3Step 3 Title - Plugging the Numbers into the Inclusion-Exclusion Formula
Let's evaluate each term of the inclusion-exclusion formula: \[ 8 \times 5^8 = 327680, \] \[ \binom{8}{2} \times 4^8 = 28 \times 65536 = 1835008, \] \[ \binom{8}{3} \times 3^8 = 56 \times 6561 = 367416, \] \[ \binom{8}{4} \times 2^8 = 70 \times 256 = 17920, \] and \[ \binom{8}{5} \times 1^8 = 56. \]
4Step 4 Title - Compute Final Value for (a)
Using the values obtained in Step 3, we calculate: \[ N = 327680 - 1835008 + 367416 - 17920 + 56 = 121224. \] Thus, the number of ways to roll the die such that each number from 1 to 6 appears at least once in 8 rolls is 121224.
5Step 5 Title - Calculate the Total Number of Sequences Where All Numbers Appear
Next, calculate the probability of getting a sequence with all six numbers in it: \[ P = \frac{121224}{6^8} \] The total number of sequences is \[6^8 = 1679616. \]

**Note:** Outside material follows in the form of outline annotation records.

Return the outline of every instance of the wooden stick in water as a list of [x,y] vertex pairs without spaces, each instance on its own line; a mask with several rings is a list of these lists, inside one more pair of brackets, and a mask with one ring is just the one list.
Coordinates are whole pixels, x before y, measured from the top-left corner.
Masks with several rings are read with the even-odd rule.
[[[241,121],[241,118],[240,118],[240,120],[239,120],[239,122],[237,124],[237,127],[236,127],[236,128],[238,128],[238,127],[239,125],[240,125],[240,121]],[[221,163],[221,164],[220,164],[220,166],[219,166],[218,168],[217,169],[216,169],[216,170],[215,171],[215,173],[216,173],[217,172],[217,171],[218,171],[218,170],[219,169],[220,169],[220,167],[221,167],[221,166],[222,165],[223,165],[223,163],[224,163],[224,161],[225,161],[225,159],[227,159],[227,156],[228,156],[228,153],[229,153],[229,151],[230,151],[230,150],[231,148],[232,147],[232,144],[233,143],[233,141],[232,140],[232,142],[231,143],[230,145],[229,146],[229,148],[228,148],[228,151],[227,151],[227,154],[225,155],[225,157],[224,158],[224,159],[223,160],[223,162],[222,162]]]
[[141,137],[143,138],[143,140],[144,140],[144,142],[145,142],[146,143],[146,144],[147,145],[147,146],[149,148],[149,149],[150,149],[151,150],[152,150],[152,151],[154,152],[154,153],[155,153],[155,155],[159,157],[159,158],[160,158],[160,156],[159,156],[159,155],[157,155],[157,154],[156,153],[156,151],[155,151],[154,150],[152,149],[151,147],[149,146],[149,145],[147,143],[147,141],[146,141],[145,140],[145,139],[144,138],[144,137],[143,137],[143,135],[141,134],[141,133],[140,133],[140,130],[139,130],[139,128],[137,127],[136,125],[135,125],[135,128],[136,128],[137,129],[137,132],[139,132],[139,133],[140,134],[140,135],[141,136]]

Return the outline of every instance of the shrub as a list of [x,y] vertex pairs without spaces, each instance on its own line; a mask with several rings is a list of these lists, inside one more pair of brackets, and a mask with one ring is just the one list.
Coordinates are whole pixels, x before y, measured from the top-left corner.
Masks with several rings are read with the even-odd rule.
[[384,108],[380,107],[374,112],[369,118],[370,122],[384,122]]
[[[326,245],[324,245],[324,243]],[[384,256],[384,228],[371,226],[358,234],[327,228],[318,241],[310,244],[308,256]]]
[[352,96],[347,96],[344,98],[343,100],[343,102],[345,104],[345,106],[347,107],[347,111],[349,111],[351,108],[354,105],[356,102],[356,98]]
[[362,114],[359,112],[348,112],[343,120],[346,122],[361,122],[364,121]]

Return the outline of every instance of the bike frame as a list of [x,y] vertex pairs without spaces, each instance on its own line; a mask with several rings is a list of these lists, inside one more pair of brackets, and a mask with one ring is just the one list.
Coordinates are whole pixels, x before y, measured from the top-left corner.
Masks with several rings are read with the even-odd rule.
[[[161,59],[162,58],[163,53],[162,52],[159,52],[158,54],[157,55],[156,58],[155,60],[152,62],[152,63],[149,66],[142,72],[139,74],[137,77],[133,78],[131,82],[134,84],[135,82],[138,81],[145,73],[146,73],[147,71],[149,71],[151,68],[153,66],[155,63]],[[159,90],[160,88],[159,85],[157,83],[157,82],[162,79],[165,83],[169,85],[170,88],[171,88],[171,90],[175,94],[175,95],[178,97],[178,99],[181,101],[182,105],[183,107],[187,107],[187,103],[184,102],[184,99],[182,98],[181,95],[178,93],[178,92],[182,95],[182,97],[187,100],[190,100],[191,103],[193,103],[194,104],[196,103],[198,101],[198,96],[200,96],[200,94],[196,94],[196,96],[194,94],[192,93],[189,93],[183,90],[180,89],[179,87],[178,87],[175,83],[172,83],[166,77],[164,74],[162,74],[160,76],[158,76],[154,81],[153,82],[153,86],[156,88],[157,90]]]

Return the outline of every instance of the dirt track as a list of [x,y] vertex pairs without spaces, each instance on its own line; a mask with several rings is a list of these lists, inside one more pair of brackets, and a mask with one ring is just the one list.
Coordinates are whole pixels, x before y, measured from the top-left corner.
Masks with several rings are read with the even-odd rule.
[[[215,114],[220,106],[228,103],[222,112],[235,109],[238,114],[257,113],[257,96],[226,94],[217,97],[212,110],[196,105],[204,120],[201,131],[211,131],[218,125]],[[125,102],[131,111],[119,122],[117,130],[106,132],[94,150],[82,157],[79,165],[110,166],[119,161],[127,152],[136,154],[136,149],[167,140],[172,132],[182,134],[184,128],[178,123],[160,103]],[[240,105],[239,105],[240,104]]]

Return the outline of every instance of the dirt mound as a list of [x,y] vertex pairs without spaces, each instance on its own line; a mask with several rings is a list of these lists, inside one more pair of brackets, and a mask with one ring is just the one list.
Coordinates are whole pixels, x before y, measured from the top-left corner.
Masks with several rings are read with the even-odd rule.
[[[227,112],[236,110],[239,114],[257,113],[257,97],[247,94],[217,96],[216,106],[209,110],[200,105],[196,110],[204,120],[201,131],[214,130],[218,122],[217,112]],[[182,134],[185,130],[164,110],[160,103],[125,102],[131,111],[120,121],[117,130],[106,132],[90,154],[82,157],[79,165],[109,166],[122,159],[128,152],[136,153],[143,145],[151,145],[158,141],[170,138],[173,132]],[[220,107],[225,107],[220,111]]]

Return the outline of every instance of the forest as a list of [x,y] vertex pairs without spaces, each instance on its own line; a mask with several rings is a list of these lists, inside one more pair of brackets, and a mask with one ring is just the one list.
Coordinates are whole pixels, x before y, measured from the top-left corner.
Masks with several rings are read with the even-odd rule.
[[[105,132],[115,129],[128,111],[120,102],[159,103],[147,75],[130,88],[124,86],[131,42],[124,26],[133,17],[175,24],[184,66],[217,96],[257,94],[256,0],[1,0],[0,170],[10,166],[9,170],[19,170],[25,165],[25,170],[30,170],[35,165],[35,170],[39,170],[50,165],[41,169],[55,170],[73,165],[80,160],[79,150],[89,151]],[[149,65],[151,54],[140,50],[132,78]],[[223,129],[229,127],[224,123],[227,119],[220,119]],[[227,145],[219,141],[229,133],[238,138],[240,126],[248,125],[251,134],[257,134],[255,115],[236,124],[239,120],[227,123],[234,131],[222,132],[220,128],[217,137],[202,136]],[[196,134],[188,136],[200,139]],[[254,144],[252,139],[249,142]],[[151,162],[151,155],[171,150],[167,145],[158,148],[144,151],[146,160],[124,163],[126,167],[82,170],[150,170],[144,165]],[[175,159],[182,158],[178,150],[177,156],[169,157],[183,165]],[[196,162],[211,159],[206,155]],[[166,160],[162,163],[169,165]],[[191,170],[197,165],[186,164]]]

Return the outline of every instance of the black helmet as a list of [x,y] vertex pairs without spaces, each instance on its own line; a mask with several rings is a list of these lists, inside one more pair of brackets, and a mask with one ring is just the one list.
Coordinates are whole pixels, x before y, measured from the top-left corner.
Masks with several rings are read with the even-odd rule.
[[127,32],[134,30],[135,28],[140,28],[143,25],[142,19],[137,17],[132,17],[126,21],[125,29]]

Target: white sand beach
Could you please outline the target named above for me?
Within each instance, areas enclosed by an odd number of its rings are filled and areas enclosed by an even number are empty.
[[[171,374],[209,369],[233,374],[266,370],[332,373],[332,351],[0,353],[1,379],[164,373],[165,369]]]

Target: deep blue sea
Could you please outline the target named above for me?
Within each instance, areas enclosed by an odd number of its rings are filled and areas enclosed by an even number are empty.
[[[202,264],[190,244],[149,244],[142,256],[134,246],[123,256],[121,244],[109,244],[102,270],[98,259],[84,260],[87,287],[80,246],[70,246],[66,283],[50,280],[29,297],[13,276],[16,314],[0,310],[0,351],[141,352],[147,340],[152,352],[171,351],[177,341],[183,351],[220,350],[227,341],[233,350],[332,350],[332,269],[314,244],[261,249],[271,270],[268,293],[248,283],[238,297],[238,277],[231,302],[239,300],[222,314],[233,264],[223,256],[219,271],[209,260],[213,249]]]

6Step 6 Title - Compute Probability for Part (b)
Using the results from Step 5, we find the probability: \[ P \frac{121224}{1679616} \approx 0.0722.\] So, the probability is approximately 0.0722.
7Step 7 Title - Determine Rolls for Probability at Least 1/2
To determine the number of rolls for a probability at least 1/2 that all six numbers appear, use a computer algebra package to solve the equation: \[ 1 - \frac{\binom{6}{0} 6^n - \binom{6}{1} 5^n + \binom{6}{2} 4^n - \binom{6}{3} 3^n + \binom{6}{4} 2^n - \binom{6}{5} 1^n}{6^n} \text{ for } 1 - \frac{\binom{6}{0} 6^n - \binom{6}{1} 5^n + \binom{6}{2} 4^n - \binom{6}{3} 3^n + \binom{6}{4} 2^n - \binom{6}{5} 1^n}{6^n} \ge 0.5. \]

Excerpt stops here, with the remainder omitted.